Deep Reinforcement learning (DRL) has achieved remarkable success in domains with well-defined reward structures, such as Atari games and locomotion. In contrast, dexterous manipulation lacks general-purpose reward formulations and typically depends on task-specific, handcrafted priors to guide hand–object interactions. We propose Contact Coverage-Guided Exploration (CCGE), a general exploration method designed for general-purpose dexterous manipulation tasks. CCGE represents contact state as the intersection between object surface points and predefined hand keypoints, encouraging dexterous hands to discover diverse and novel contact patterns, namely which fingers contact which object regions. It maintains a contact counter conditioned on discretized object states obtained via learned hash codes, capturing how frequently each finger interacts with different object regions. This counter is leveraged in two complementary ways: (1) to assign a count-based contact coverage reward that promotes exploration of novel contact patterns, and (2) an energy-based reaching reward that guides the agent toward under-explored contact regions. We evaluate CCGE on a diverse set of dexterous manipulation tasks, including cluttered object singulation, constrained object retrieval, in-hand reorientation, and bimanual manipulation. Experimental results show that CCGE substantially improves training efficiency and success rates over existing exploration methods, and that the contact patterns learned with CCGE transfer robustly to real-world robotic systems.

Method

Contact Coverage-Guided Exploration (CCGE) explicitly models hand–object interactions and consists of three key components: a learned state hashing module that discretizes continuous object states into compact state clusters, a contact coverage counter that records state-conditioned finger–region interactions, and a structured exploration reward.
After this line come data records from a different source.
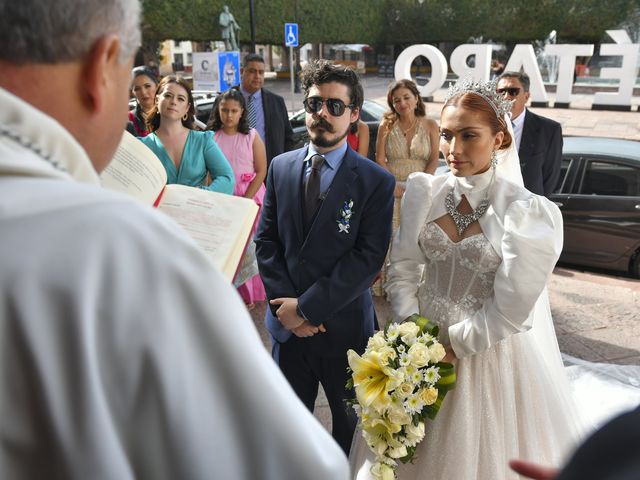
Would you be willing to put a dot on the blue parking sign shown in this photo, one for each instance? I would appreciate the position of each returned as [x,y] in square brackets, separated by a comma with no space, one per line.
[291,34]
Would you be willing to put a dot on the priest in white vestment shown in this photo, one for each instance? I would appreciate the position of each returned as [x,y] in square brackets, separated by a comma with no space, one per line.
[123,353]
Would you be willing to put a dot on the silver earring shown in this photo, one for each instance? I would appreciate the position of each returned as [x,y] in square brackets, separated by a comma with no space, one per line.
[494,159]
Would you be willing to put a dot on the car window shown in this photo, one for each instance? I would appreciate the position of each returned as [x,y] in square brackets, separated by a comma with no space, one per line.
[298,119]
[602,177]
[564,183]
[372,112]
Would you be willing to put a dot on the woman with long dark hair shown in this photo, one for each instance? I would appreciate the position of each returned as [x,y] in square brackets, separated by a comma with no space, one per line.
[143,88]
[407,142]
[247,155]
[190,157]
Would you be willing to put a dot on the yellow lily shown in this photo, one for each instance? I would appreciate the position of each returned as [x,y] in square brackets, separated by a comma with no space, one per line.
[372,378]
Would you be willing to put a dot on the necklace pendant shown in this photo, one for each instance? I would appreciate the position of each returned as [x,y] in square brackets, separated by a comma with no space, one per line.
[462,221]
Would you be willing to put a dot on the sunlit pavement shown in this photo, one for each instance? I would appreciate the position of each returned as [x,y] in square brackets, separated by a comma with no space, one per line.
[597,318]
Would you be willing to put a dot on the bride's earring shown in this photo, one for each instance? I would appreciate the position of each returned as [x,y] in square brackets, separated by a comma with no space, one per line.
[494,159]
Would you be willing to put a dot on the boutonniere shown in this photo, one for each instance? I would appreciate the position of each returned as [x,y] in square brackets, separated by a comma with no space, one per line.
[344,222]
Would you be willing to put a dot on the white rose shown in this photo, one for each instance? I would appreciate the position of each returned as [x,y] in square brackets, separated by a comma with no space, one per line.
[398,416]
[398,452]
[408,332]
[404,390]
[419,354]
[429,395]
[377,341]
[436,352]
[415,433]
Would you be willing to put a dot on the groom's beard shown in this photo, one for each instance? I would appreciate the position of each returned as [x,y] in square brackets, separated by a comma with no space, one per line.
[318,137]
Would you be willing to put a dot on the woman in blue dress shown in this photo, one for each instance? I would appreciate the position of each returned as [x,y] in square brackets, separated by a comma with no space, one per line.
[190,157]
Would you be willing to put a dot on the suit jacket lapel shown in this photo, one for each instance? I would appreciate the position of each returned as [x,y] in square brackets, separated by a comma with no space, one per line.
[337,193]
[294,185]
[529,135]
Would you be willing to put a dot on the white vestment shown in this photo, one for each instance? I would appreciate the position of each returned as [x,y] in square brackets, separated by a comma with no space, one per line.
[123,353]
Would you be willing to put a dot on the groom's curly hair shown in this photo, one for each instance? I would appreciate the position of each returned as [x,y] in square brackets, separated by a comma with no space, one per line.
[319,72]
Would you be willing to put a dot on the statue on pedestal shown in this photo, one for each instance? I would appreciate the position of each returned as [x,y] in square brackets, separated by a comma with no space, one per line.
[229,28]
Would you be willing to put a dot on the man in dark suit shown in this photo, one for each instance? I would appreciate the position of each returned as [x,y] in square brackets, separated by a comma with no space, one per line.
[266,111]
[322,237]
[538,139]
[609,454]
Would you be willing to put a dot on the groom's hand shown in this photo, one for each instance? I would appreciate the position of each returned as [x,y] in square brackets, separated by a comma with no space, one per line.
[286,312]
[307,329]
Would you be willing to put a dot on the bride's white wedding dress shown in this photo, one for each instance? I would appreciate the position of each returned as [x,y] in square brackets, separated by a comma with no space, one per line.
[487,293]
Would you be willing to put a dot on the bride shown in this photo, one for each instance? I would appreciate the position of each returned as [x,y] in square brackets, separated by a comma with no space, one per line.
[473,253]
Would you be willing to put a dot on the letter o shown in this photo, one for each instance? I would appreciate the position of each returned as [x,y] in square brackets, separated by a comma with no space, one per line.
[438,67]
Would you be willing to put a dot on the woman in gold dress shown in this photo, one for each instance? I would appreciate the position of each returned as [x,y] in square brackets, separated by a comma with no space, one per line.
[407,142]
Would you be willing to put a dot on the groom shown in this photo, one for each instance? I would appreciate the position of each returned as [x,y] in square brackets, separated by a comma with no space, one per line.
[322,237]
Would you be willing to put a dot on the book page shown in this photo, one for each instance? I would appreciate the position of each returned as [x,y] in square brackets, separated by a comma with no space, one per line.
[220,224]
[135,170]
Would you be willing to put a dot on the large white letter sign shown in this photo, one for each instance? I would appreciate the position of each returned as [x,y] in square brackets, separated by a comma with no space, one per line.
[524,57]
[567,54]
[438,67]
[480,71]
[626,73]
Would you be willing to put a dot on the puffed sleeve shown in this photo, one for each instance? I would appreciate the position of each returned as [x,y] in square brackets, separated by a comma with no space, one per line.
[531,245]
[222,177]
[406,259]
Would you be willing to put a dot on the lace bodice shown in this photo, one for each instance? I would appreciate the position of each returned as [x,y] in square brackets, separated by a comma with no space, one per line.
[457,276]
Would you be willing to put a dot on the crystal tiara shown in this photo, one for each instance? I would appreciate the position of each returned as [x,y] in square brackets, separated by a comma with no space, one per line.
[486,90]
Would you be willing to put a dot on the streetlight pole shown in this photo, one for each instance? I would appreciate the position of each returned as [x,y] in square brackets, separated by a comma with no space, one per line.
[252,19]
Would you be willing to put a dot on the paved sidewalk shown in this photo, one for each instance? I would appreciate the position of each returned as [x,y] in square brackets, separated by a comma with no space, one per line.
[597,318]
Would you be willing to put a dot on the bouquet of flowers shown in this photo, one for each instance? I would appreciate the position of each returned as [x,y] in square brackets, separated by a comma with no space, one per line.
[399,381]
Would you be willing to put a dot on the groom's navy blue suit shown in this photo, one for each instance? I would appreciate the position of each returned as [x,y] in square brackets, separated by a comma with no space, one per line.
[327,270]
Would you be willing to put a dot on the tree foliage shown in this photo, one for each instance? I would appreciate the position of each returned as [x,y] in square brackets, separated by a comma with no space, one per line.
[389,21]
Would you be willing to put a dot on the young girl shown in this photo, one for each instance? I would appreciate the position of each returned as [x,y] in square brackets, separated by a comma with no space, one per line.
[247,155]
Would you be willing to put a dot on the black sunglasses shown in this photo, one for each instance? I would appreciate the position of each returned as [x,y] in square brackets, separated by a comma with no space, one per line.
[335,106]
[513,92]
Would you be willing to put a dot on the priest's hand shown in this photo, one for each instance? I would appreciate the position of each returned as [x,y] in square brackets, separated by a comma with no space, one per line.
[533,470]
[287,312]
[307,329]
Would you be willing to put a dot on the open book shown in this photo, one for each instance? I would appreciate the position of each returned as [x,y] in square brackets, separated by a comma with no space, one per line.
[220,224]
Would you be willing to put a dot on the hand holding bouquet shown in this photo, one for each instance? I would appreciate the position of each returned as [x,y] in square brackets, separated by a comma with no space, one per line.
[400,381]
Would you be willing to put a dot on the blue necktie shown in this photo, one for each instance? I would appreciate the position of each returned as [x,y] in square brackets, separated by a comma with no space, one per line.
[251,112]
[312,189]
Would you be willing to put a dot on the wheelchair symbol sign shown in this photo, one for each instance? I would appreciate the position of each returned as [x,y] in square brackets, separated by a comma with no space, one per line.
[291,34]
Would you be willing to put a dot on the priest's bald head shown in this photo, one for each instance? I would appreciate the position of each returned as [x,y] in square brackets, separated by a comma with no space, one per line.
[72,60]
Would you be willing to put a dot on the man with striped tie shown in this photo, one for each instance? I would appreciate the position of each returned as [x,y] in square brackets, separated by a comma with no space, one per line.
[322,238]
[266,111]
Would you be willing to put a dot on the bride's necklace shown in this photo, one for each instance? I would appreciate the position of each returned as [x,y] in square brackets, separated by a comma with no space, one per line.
[462,221]
[404,132]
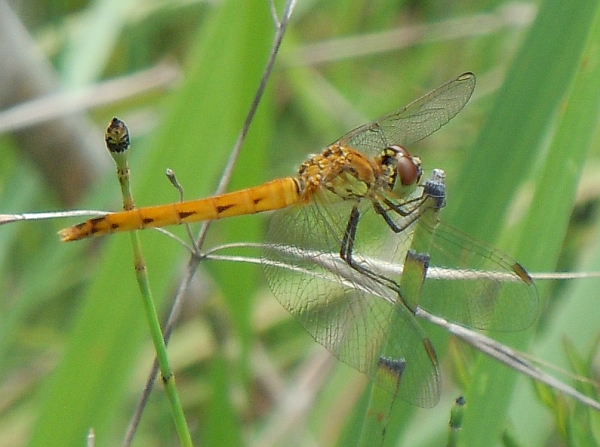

The exploration reward is decomposed into a contact coverage reward, which encourages exploration of under-explored contact regions after contact occurs, and a pre-contact energy-based reaching reward, which guides the policy toward unexplored object regions to facilitate efficient contact discovery before physical interaction occurs. The current object state and the goal state are visualized as colored point clouds, with colors indicating different object surface regions.

ccge_overview_update
Figure. Overview of CCGE.

Experiment

Training curves across tasks
Figure. Training curves across tasks.

We compare CCGE, against baselines on a range of challenging manipulation tasks. CCGE shows (i) more stable training across different random seeds, (ii) improved sample efficiency, and (iii) achieves higher task performance overall.